体感治安悪化、住民不安… 略式代執行で空き家解体 1月にも厚木市

繁茂したつるが壁面を覆う特定空き家=厚木市下津古久

 神奈川県厚木市は2020年1月中旬にも、放置すれば倒壊などの危険性がある「特定空き家」と認定した住宅2棟を、略式代執行で解体・撤去する方針を固めた。実施されれば、市内では初、県内では横須賀市に次いで2例目。不明の所有者に代わって市が撤去し、地域の不安を解消する。

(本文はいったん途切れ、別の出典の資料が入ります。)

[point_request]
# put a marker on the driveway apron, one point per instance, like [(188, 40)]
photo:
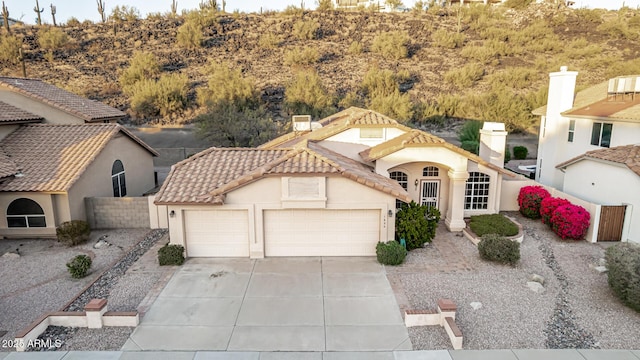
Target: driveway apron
[(274, 304)]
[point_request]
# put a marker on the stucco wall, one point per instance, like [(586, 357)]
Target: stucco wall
[(117, 213), (45, 202), (96, 180)]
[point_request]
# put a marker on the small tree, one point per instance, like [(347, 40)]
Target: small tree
[(416, 224)]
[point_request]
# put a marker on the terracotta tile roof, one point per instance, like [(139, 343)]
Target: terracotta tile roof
[(88, 110), (10, 114), (53, 157), (418, 138), (205, 178), (628, 155), (352, 117)]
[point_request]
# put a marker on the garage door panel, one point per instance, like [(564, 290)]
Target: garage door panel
[(325, 232), (217, 233)]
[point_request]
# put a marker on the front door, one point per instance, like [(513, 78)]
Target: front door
[(429, 194)]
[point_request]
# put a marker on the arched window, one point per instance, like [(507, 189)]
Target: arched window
[(430, 171), (117, 179), (477, 191), (25, 213), (403, 180)]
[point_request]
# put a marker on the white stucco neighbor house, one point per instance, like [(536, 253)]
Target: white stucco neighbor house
[(329, 188), (588, 148)]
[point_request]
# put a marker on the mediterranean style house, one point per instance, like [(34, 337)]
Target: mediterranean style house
[(56, 149), (588, 148), (328, 188)]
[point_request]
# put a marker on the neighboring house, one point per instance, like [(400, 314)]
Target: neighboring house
[(330, 188), (52, 158), (587, 148)]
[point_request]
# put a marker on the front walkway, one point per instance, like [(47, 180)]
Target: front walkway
[(276, 304)]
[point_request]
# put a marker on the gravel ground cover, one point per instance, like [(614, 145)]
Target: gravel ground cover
[(576, 309), (38, 282)]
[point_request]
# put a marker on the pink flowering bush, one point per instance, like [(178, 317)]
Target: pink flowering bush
[(548, 206), (570, 221), (529, 200)]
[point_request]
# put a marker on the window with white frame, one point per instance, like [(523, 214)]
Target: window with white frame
[(572, 129), (25, 213), (477, 191), (118, 180), (601, 134)]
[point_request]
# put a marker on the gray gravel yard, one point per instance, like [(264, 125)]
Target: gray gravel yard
[(576, 309), (38, 282)]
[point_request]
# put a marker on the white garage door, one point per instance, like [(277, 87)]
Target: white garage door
[(321, 232), (217, 233)]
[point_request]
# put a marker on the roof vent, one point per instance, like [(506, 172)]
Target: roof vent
[(301, 122)]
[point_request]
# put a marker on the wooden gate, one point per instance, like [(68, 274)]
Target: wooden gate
[(611, 223)]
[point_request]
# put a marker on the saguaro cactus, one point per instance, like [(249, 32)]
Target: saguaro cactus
[(38, 11), (101, 10), (53, 14)]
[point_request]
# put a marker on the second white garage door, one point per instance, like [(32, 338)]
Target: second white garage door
[(321, 232), (216, 233)]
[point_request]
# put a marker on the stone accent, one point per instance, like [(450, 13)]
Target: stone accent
[(117, 213)]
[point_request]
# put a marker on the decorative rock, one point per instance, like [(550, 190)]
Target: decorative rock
[(536, 278), (535, 286)]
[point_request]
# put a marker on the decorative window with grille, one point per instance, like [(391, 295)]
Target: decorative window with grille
[(430, 171), (477, 191)]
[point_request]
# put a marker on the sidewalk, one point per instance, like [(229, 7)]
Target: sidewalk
[(524, 354)]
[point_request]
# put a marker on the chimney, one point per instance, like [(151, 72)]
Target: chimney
[(562, 86), (493, 141)]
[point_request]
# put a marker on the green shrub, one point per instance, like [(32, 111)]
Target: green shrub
[(305, 30), (73, 232), (416, 224), (171, 254), (520, 152), (493, 224), (390, 253), (301, 56), (447, 39), (466, 76), (496, 248), (391, 45), (623, 263), (79, 266)]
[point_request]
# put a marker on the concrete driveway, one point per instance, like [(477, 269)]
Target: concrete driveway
[(276, 304)]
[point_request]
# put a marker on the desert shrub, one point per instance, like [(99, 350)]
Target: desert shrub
[(163, 97), (390, 253), (416, 224), (548, 206), (73, 232), (171, 254), (496, 248), (301, 56), (520, 152), (465, 76), (305, 30), (227, 84), (355, 48), (269, 41), (391, 45), (570, 221), (447, 39), (529, 200), (189, 35), (79, 266), (493, 224), (144, 65), (306, 94), (623, 263), (52, 38), (10, 49)]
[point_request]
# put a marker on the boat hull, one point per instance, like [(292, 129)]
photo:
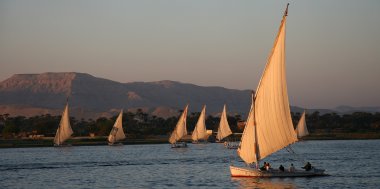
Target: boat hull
[(252, 172), (62, 145), (231, 145), (115, 144)]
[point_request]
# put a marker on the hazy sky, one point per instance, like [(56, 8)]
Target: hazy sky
[(332, 46)]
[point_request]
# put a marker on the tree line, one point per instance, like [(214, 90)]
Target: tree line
[(141, 124)]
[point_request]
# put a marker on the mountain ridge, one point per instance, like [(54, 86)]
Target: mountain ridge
[(91, 97), (50, 90)]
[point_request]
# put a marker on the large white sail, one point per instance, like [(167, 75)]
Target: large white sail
[(269, 126), (180, 129), (301, 129), (200, 132), (117, 132), (224, 128), (64, 130)]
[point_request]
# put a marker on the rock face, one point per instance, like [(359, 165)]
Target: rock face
[(48, 92)]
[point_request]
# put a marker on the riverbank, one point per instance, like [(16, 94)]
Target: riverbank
[(102, 140), (76, 141)]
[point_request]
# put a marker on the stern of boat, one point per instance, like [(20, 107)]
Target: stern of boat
[(244, 172)]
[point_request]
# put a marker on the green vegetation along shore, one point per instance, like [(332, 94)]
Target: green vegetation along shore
[(142, 128)]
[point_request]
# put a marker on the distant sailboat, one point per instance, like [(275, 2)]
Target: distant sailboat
[(117, 132), (269, 126), (64, 130), (301, 128), (200, 133), (224, 128), (179, 131)]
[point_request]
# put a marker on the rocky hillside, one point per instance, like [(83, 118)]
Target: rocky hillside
[(89, 96)]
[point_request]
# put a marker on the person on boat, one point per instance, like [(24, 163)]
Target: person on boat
[(263, 167), (307, 167), (267, 166), (281, 168), (292, 168)]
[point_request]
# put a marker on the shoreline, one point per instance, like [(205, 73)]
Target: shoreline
[(102, 140)]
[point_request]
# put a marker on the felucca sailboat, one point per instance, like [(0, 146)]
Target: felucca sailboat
[(301, 128), (64, 130), (225, 131), (200, 133), (117, 132), (269, 126), (179, 131)]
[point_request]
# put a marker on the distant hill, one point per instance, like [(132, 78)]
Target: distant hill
[(92, 97), (89, 96)]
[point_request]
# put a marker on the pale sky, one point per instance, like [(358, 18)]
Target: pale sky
[(332, 46)]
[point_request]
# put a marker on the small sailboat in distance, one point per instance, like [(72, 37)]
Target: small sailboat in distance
[(179, 131), (117, 132), (224, 128), (225, 131), (269, 126), (301, 128), (64, 130), (200, 133)]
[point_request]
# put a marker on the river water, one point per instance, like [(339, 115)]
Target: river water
[(350, 163)]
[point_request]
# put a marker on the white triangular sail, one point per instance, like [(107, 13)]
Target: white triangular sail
[(180, 129), (200, 132), (269, 126), (64, 130), (301, 129), (224, 128), (117, 132)]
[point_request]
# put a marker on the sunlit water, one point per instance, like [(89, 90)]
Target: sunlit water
[(351, 164)]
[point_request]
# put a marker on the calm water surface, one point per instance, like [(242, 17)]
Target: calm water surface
[(351, 164)]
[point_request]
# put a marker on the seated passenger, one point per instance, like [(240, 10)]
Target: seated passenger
[(291, 168), (263, 167), (307, 167), (281, 168)]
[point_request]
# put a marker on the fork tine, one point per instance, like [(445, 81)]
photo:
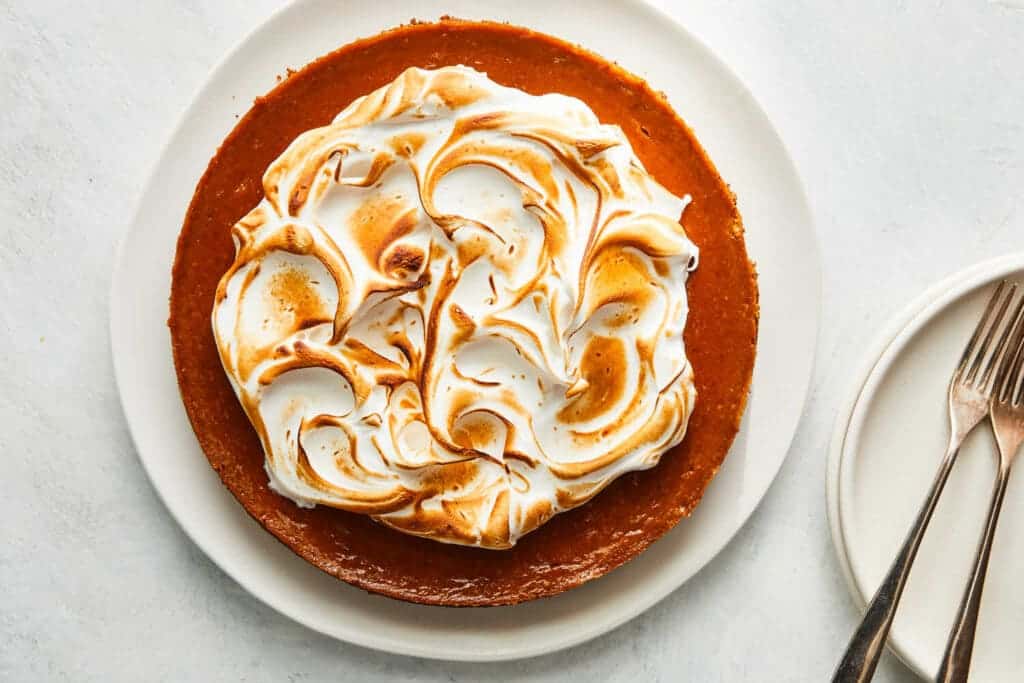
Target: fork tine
[(1006, 349), (993, 319), (1012, 389), (969, 350)]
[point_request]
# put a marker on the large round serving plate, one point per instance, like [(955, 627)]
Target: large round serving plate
[(780, 238)]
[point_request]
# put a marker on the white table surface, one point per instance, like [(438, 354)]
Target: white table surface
[(905, 119)]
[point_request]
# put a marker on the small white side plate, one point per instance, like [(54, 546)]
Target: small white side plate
[(888, 442), (780, 237)]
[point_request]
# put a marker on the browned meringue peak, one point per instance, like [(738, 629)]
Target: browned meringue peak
[(460, 309)]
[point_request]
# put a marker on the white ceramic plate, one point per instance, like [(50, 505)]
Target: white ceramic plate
[(889, 440), (780, 238)]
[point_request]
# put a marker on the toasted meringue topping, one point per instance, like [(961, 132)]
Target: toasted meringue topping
[(459, 309)]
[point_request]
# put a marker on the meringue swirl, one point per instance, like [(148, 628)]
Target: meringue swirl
[(459, 308)]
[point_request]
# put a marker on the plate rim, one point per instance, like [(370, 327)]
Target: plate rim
[(885, 347), (802, 388)]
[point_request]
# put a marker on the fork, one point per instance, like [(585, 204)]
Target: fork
[(970, 391), (1007, 413)]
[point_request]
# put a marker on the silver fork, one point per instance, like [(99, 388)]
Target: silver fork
[(970, 391), (1007, 412)]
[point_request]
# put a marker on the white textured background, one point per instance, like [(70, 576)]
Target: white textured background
[(905, 119)]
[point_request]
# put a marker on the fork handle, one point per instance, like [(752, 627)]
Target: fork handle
[(857, 665), (956, 660)]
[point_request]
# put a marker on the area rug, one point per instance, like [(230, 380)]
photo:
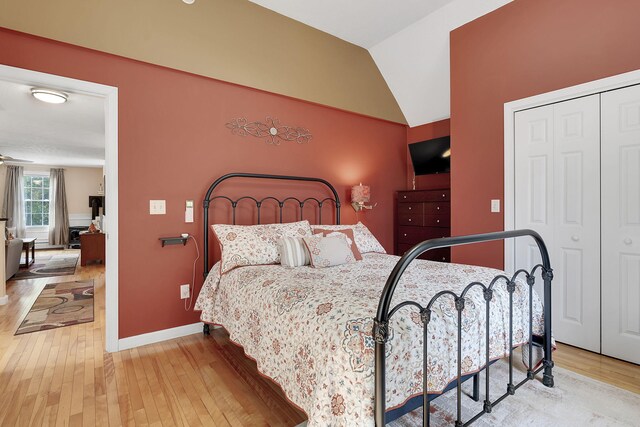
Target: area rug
[(574, 401), (49, 266), (60, 304)]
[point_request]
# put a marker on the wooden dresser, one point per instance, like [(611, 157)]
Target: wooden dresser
[(423, 215)]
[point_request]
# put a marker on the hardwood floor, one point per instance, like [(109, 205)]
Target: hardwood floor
[(64, 377)]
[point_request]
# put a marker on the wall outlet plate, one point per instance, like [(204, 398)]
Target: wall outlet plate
[(184, 291), (157, 207)]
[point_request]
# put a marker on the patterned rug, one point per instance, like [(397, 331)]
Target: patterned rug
[(49, 266), (574, 401), (60, 304)]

 2棟は下津古久地区と船子地区にあり、いずれも木造2階建て。建物と土地の所有者は05年と15年にそれぞれ亡くなり、相続の権利を持つ配偶者らも権利を放棄。所有者は「不存在」になっている。

 市は今年10月、空き家対策特別措置法に基づき、2棟を特定空き家に認定。今月21日までに荷物の搬出や住宅の取り壊しをするよう求め、なされない場合は市が略式代執行で解体・撤去することを公告した。23日時点で変化はなく、市は解体業者の選任など手続きを進めることを決めた。

 市は2棟について「体感治安の悪化に加え、衛生面や景観上の悪影響を及ぼす状態だった。地域住民から不安の声も寄せられていた」と説明。「初めてのケースで慎重を期し、1月中旬をめどに実施したい」としている。

 市は解体・撤去後、小田原家裁に財産管理人を申し立て、家裁が選任した財産管理人が売却など処分を進める。市はその費用から、解体・撤去などの費用を回収する方針。

 国土交通省住宅総合整備課によると、特定空き家の略式代執行は、横須賀市が15年、全国で2番目に実施した。